Santé publique : L’hôpital d’Aïn El Türck recrute

L’hôpital Akid Othmane d’Aïn El Türck ouvre de nouveaux postes budgétaires en lançant le recrutement d’un médecin généraliste de la santé publique, un informaticien et un agent de sauvegarde des données médicales. Cet établissement a recruté, récemment, par voie de concours sur titre, un médecin généraliste et un attaché d’administration principale. Un autre plan de recrutement sera lancé durant l’année 2025.
Le projet de loi de finances (PLF) pour 2025 prévoit un recrutement massif dans la santé publique, où il est prévu l’ouverture et 19.782 postes, à l’échelle nationale. Il faut dire que le secteur de la santé publique est marqué par une pénurie de médecins généralistes, ces derniers estimant que «leur statut est peu valorisé dans un système de santé orienté d’une manière injustifiée vers la spécialité». Cette situation du statut a pour impact un manque en médecins généralistes particulièrement dans certaines communes rurales éloignées. «Certaines communes périphériques et rurales de la wilaya d’Oran accusent un déficit en médecins généralistes privés. Ce déficit se pose particulièrement à El Braya, Sidi Ben Yabka, Benfreha, Boufatis et à Tafraoui», affirme un médecin généraliste qui a quitté le secteur hospitalier pour exercer comme libéral.

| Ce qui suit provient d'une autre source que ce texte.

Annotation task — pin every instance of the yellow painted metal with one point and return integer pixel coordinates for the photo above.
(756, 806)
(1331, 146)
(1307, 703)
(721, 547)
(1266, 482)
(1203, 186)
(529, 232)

Ce qui fragilise tout le système de santé car les généralistes ont un rôle d’aiguillage. «Cette situation fait que beaucoup d’établissements de soins de proximité accusent un manque en matière de couverture parce qu’il y a un déficit en praticiens généralistes. Oran compte trop de médecins spécialistes et pas assez de généralistes», soutient un médecin généraliste. «Les solutions pour le personnel passent par la revalorisation de la ressource humaine de manière générale notamment pour le personnel médical à travers la révision des statuts particuliers et les régimes indemnitaires de façon à indexer les rémunérations de ces praticiens médicaux par rapport à leur niveau de qualification et le niveau de vie pour leur garantir une vie digne», plaide de son côté le syndicat national des praticiens de la santé publique (SNPSP). Pour ce dernier, «le recours aux médecins de famille est l’une des pistes pour lutter contre la hausse des coûts de la santé publique». Les médecins généralistes réclament leur réhabilitation dans le système de santé. «Cela passe par la mise en place de la médecine générale comme spécialité, comme cela s’est fait dans la plupart des pays arabes, africains en Amérique latine, en Europe, aux Etats-Unis et au Canada. On ne sait pas pourquoi cela ne s’est pas fait jusqu’à présent ici en Algérie», poursuit le SNPSP. Pour ce syndicat, «il y a un grand engouement des jeunes médecins algériens à choisir l’exercice libéral ou aller à l’étranger. Beaucoup sont candidats, chaque année, en passant des examens qui leur permettraient d’aller exercer à l’étranger».